The U.S. military defense contractor calls its new generation battery: a "reversible solid oxide fuel cell," and hopes that military field testing will allow the company to create working spin-offs for civilian and commercial grade products.  Already in development for sixteen months, Boeing's self-regenerating fuel cell uses a built-in, catalytic electrolysis function to break down water and other chemicals to generate hydrogen gas which is then compressed as deuterium (heavier hydrogen) and stored for use.


Boeing is a big defense contractor and commercial vehicle
and technology manufacturer.  They make the F-15 Eagle
interceptor for the U.S. Air Force and these Pegasus
Hydrofoil craft for the Navy.


The U.S. armed forces itself is now upgrading most of its power generating systems to use advanced electric technology—the newest aircraft carrier they have deployed does away with all the steam powered catapults and elevator systems--upgraded World War 2 era technology--and replacing them with smart and shielded, electricity powered modern systems. The U.S. Navy has also deployed electromagnetic rail guns on it ships for field testing which require plenty of electricity to fire its kinetic bullets.  A new fuel cell technology will help the US military become a greener fighting force—which is part of its modernization mandate.

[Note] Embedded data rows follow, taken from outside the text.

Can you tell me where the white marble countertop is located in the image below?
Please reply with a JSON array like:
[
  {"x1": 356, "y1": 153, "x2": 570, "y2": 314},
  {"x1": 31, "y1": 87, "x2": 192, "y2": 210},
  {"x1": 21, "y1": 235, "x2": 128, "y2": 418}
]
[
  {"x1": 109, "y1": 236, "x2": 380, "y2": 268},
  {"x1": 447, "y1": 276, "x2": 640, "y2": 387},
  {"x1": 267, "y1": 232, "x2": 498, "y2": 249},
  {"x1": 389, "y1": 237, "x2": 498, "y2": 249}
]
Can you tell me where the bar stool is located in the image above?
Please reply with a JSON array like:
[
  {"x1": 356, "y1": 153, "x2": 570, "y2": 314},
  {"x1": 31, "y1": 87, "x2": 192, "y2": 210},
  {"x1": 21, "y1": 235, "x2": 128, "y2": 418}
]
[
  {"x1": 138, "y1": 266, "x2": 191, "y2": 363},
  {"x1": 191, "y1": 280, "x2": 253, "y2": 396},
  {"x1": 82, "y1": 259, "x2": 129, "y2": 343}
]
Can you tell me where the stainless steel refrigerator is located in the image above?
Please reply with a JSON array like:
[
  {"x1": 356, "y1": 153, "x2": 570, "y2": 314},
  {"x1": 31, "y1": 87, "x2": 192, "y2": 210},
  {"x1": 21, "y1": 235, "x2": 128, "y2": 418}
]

How Does a Fuel Cell Engine Work?

When power is needed, the fuel cell burns the hydrogen to generate electricity and produces water as a byproduct of the combustion process. Boeing claims that they have refined the cycle enough to combine it into a single fuel cell technology: a regenerating heavy hydrogen power plant. Boeing's fuel cell system was first demonstrated at the Southern California Edison power grid at Boeing's Huntington Beach, California, facility. The Boeing power plant will be connected to the Navy microgrid at the Naval Facilities Engineering Command, Engineering, and Expeditionary Warfare Center in Port Hueneme, California to see if it can sustain power for military microgrid operations

Benefits in the Future Commercial Civilian Applications


According to the U.S. Secretary of Defense, up to 40 bases in friendly territories have operating microgrids, are planning to use the technology, or have research on working microgrid technologies.  The U.S. also has 600 forward bases all over the world and is investigating the deployment of mobile microgrids in Afghanistan.  The Boeing fuel cell technology should provide both military and possibly civilian and commercial energy storage and power generation applications that may eventually replace fossil fuel power plants.


Image Credit:  Polihale    WikiCommons  CC BY-SA 3.0
The Pacific Missile Range Facility in Hawaii one of the bases
where microgrid power technology is tested by the U.S.
Department of Defense.  The U.S. has around 600 forward bases
around the world that need microgrid power support
and upgraded technology.


Imagine setting up relief shelters and supply waypoints fast and easy in disaster zones  just using they kind of technology that can be spun off Boeing's regenerating fuel cell power plant.  If microgrid power technology baed on fuel cells ever become as reliable and as powerful as being connected to the main power grid, you can expect entire communities adopting the technology as both back-up and as a viable off-grid choice in the near future.